Treasury 10-Year Note May Yield 2.827% at Auction, Survey Says

The Treasury’s $21 billion sale of 10-year notes may draw a yield of 2.827 percent, according to the average forecast in a Bloomberg News survey of seven of the Federal Reserve’s 21 primary dealers.

The securities, which mature in November 2023, yielded 2.820 percent in pre-auction trading. Bids are due by 1 p.m. New York time. The yield at the 10-year debt offering on Nov. 13 was 2.75 percent, after drawing 2.657 percent the previous month. The record-low auction yield was 1.459 percent in July 2012.

The bid-to-cover ratio, which gauges demand by comparing the amount bid with the amount offered, was 2.70 at last month’s sale, versus an average of 2.71 at the past 10 auctions.

Indirect bidders, a class of investors that includes foreign central banks, bought 47.7 percent of the notes at the November sale, versus 38.6 percent in October. The average at the past 10 offerings was 40.6 percent.

Direct bidders, non-primary-dealer investors that place their bids directly with the Treasury, purchased 18.6 percent of the securities at last month’s sale. The average for the past 10 auctions is 21.3 percent.
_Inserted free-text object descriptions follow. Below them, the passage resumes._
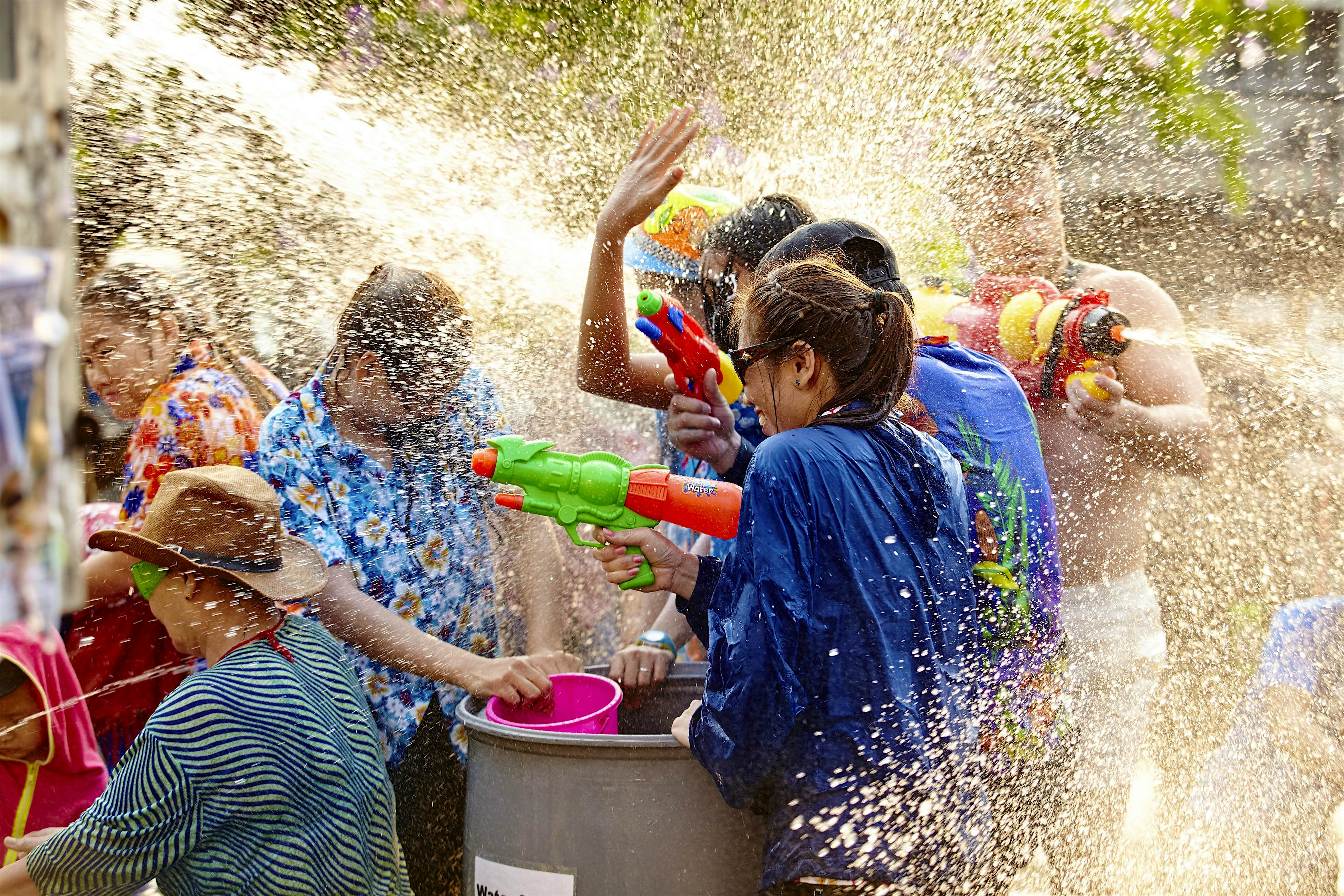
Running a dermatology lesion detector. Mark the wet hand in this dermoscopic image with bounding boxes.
[598,105,700,238]
[1064,367,1125,433]
[672,700,702,750]
[593,528,700,598]
[607,645,676,696]
[527,650,583,676]
[662,371,742,473]
[465,656,551,704]
[4,827,65,857]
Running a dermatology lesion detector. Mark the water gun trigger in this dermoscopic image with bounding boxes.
[621,545,653,591]
[635,317,662,343]
[560,522,606,548]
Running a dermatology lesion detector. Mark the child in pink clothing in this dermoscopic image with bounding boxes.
[0,622,108,865]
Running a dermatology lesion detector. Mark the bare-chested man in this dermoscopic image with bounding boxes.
[949,126,1211,893]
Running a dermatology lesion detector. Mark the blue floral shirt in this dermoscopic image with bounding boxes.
[259,367,508,767]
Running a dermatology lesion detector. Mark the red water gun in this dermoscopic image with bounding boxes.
[635,289,742,404]
[472,435,742,589]
[944,274,1129,407]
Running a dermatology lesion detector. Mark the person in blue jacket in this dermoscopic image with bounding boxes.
[666,219,1075,892]
[594,258,989,896]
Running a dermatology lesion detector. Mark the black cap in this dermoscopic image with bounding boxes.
[761,218,911,302]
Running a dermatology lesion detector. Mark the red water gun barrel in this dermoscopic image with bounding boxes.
[635,289,742,404]
[625,466,742,539]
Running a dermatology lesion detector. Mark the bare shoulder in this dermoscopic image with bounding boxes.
[1076,262,1184,327]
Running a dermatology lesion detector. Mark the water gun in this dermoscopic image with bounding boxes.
[635,289,742,404]
[914,274,1130,408]
[472,435,742,591]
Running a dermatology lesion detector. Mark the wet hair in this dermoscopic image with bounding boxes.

Ten-year notes have lost 6.3 percent this year, compared with a 2.5 percent decline in the broader U.S. Treasuries market, according to Bank of America Merrill Lynch indexes. The benchmark notes returned 4.2 percent in 2012, versus a 2.2 percent gain by Treasuries overall.

The offering is the second of three this week of notes and bonds. The U.S. sold $30 billion of three-year debt yesterday at a yield of 0.631 percent and will auction $13 billion of 30-year bonds tomorrow.

The sales will raise $31.5 billion of new cash, as maturing securities held by the public total $32.5 billion, according to the U.S. Treasury.

Primary dealers trade government securities with the Fed and are obliged to participate in Treasury sales.